Journal of Chemical Physics, Vol.120, No.11, 5432-5443, 2004
Isometric graphing and multidimensional scaling for reaction-diffusion modeling on regular and fractal surfaces with spatiotemporal pattern recognition
Heterogeneous surface reactions exhibiting complex spatiotemporal dynamics and patterns can be studied as processes involving reaction-diffusion mechanisms. In many realistic situations, the surface has fractal characteristics.

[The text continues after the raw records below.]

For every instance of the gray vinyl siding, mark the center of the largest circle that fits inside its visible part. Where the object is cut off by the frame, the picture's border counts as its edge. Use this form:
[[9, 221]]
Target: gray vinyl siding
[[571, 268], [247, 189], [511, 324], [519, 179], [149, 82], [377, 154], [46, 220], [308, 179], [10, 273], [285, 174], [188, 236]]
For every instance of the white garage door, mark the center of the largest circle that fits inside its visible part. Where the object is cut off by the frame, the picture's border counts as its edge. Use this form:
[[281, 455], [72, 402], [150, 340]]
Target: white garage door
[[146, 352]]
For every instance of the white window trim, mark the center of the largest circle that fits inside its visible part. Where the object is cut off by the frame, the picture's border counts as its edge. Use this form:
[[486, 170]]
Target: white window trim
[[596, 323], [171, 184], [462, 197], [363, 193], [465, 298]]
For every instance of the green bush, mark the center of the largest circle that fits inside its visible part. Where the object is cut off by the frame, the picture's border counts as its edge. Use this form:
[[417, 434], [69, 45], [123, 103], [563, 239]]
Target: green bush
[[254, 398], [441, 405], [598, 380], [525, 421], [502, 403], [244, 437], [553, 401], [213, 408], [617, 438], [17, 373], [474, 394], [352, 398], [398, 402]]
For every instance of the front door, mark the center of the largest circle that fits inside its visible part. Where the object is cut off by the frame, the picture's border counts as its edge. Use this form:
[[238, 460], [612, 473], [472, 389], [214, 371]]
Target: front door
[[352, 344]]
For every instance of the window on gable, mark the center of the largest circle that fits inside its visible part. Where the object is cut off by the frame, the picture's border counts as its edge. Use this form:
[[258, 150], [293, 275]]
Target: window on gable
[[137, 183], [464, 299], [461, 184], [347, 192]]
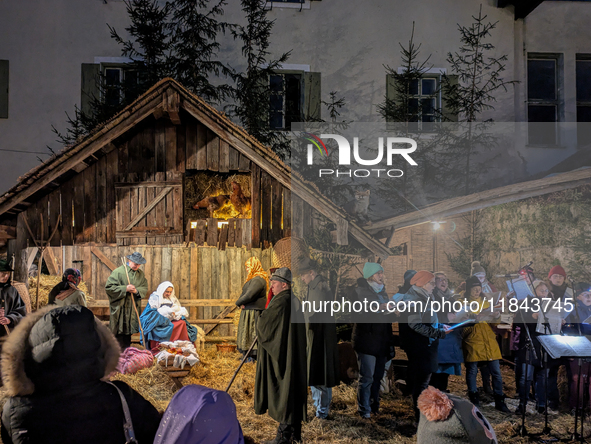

This situation is studied by isometric graphing and multidimensional scaling (IGMDS) of fractal surfaces for extracting geodesic distances (i.e., shortest scaled distances that obtain edges of neighboring surface nodes and their interconnections) and the results obtained used to model effects of surface diffusion with nonlinear reactions. Further analysis of evolved spatiotemporal patterns may be carried out by IGMDS because high-dimensional snapshot data can be efficiently projected to a transformed subspace with reduced dimensions. Validation of the IGMDS methodology is carried out by comparing results with reduction capabilities of conventional principal component analysis for simple situations of reaction and diffusion on surfaces. The usefulness of the IGMDS methodology is shown for analysis of complex patterns formed on both regular and fractal surfaces, and using generic nonlinear reaction-diffusion systems following FitzHugh Nagumo and cubic reaction kinetics. The studies of these systems with nonlinear kinetics and noise show that effects of surface disorder due to fractality can become very relevant. The relevance is shown by studying properties of dynamical invariants in IGMDS component space, viz., the Lyapunov exponents and the KS entropy for interesting situations of spiral formation and turbulent patterns. (C) 2004 American Institute of Physics.